A blog for fans of Bananagrams, word games, puzzles, and amazing things

Tuesday, December 4, 2012

Fun with collective nouns

In England in the Middle Ages, the common practice of hunting led people to coin terms for groups of animals that were specific to each sort of animal (such as a gaggle of geese or a pride of lions). These specialized collective nouns are therefore called "terms of venery" (where "venery" is another word for hunting). In the 14th and 15th centuries, this became a full-fledged fad, with silly terms being coined just for fun and with the process being extended from animals to groups of people.

These terms are still being concocted today.
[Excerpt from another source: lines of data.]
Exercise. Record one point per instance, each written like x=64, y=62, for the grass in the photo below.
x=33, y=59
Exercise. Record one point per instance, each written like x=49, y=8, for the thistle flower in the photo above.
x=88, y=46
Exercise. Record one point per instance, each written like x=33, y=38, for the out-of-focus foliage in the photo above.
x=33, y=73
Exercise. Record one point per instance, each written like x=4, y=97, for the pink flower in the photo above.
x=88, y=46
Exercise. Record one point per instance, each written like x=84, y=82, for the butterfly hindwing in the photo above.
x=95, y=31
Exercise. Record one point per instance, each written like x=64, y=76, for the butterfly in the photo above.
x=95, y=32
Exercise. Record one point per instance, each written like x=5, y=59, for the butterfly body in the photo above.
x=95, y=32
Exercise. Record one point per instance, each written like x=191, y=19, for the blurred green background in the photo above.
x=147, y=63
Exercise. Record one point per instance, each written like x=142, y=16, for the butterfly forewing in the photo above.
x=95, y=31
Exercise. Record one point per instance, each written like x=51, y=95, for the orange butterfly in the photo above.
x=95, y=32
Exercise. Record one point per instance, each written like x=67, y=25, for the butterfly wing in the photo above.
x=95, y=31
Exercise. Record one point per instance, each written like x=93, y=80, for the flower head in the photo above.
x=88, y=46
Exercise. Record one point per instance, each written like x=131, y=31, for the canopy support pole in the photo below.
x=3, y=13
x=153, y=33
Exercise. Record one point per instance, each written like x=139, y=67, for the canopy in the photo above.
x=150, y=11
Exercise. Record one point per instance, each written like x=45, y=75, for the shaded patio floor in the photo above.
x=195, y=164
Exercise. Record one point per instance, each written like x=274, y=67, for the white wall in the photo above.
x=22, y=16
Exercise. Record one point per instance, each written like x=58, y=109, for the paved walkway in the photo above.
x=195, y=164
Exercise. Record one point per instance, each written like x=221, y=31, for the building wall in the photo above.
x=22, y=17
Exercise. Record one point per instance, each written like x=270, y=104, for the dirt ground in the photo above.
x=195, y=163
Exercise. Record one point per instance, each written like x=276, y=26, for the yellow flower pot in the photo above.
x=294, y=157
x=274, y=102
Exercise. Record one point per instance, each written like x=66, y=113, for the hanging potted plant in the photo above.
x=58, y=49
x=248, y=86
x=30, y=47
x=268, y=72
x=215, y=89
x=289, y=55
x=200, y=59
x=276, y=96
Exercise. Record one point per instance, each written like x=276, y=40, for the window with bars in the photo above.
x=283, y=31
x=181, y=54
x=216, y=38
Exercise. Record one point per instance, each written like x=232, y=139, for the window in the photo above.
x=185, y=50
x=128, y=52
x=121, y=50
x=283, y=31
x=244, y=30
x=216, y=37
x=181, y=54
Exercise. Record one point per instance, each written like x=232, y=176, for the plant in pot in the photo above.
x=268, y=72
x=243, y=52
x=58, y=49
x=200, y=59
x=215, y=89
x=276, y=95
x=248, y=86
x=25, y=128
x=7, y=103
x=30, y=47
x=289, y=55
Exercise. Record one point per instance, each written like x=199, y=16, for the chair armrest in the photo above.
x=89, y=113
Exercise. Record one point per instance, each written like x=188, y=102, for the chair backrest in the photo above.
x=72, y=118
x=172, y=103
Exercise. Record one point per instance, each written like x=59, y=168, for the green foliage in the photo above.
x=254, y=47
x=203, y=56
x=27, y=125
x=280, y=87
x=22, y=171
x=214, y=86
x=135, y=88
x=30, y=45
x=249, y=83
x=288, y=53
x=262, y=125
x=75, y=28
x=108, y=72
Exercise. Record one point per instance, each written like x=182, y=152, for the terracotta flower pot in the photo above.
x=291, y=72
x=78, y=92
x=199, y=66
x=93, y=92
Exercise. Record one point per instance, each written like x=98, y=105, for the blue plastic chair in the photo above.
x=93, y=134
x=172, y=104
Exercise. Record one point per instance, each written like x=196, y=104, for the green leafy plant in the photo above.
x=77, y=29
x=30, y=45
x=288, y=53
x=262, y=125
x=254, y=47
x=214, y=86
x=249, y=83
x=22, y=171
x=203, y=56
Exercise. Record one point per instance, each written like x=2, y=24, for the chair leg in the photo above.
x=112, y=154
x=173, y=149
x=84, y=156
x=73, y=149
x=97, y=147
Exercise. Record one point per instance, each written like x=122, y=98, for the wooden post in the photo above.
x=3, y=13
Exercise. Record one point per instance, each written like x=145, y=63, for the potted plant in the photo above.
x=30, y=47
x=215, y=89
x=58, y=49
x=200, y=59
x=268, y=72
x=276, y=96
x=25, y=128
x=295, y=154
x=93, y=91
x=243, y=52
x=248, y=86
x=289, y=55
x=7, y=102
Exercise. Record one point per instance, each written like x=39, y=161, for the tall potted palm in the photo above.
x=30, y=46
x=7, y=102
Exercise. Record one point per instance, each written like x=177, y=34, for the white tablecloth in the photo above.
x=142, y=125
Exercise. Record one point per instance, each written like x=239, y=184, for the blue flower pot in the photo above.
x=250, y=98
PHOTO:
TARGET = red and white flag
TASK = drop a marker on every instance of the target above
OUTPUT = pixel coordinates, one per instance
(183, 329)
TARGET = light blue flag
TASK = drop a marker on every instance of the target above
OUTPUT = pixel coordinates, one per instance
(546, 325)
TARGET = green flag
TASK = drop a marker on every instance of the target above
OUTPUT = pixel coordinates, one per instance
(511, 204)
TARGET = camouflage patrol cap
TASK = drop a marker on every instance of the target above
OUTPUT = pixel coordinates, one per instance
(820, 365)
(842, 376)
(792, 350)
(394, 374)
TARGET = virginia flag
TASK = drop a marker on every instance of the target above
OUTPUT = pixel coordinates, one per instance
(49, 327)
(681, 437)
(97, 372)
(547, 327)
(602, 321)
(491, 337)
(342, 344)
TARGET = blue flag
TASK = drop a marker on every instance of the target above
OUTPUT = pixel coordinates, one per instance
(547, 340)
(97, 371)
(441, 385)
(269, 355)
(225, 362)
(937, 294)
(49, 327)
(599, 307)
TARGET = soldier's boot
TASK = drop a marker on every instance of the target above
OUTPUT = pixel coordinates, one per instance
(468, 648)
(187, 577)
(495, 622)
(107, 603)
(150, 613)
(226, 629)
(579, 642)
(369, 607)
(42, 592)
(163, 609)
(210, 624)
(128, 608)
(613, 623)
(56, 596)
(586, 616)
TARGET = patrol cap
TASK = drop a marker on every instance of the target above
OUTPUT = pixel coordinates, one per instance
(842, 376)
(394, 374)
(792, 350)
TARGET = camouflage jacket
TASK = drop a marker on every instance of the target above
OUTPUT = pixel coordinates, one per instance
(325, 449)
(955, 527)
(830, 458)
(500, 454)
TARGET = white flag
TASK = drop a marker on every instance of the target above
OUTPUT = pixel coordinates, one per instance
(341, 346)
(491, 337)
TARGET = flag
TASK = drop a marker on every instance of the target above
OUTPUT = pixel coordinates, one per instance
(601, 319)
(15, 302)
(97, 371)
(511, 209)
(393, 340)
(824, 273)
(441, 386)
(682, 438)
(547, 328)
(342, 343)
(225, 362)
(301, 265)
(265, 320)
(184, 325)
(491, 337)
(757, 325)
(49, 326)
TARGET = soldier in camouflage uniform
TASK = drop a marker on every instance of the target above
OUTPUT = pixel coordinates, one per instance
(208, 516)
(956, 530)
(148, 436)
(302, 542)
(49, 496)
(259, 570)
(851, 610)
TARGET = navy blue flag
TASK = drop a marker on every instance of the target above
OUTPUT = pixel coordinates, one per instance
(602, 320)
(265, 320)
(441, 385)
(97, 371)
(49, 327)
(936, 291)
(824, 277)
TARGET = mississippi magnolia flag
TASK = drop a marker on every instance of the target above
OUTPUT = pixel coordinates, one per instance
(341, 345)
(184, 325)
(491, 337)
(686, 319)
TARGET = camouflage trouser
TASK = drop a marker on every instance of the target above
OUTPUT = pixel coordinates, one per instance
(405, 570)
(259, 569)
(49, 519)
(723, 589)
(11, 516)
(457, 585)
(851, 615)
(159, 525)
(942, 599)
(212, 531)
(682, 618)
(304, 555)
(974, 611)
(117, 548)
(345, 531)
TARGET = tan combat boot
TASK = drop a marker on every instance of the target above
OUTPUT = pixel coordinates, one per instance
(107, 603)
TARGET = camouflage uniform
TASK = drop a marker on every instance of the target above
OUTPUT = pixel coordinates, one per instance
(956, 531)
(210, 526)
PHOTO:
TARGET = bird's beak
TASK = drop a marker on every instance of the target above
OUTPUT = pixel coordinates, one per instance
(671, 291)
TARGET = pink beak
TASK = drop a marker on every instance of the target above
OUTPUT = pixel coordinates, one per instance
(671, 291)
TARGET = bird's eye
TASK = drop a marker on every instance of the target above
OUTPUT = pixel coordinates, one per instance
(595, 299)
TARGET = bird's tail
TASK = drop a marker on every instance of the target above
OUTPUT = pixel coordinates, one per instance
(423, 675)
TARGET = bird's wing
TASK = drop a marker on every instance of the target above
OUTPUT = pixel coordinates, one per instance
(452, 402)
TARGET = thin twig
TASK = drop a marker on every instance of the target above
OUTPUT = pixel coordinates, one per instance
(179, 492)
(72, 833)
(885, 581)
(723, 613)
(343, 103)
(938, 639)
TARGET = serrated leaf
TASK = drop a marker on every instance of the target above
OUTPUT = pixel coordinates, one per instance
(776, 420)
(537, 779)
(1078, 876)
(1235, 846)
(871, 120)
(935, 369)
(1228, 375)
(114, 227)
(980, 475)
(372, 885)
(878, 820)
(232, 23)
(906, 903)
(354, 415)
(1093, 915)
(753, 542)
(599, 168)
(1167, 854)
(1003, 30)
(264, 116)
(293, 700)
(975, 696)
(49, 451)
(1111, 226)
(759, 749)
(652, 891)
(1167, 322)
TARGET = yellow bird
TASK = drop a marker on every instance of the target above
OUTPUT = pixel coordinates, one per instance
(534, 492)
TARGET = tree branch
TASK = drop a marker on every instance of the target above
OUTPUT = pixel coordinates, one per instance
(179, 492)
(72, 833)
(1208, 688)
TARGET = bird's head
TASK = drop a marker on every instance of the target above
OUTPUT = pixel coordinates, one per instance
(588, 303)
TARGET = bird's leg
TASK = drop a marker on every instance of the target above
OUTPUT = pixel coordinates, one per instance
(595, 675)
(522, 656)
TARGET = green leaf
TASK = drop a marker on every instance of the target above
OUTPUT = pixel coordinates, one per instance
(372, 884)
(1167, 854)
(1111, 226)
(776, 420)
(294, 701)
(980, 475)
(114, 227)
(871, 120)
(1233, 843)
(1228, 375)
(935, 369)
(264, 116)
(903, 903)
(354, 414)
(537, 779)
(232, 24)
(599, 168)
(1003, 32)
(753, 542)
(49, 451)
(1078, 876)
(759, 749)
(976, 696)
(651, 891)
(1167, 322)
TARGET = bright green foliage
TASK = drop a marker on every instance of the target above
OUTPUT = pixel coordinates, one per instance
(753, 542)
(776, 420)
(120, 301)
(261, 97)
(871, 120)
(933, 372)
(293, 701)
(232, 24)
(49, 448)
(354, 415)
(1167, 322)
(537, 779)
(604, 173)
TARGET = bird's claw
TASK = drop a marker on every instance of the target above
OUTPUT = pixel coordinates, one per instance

For those of us who like such neologisms, there is now a site dedicated to them: All Sorts (subtitled "a linguistic experiment").

A good place to start is the list of collective nouns sorted by popularity.

Some of my favorites are:

  • a seemingly empty room of ninjas
  • a brace of orthodontists
  • a hush of librarians
  • a _____ of mime artists
  • a heard of homonyms
  • a winter of discount tents
  • a clutch of handbags
  • a knot of string theorists
  • an array of programmers
  • a herd of eavesdroppers

The way the site works is that it catalogs whatever suggestions people make on Twitter (when they use the hashtag "#collectivenouns").

Naturally, I couldn't help but suggest a few:

  • a closet of skeletons
  • a clattering of abacuses
  • an epiphany of light bulbs
  • an ink cloud of octopuses
  • a curiosity of question marks
The All Sorts project is a great concept because it clearly demonstrates the frivolity and playfulness of minting new collective nouns. Try it. It's fun!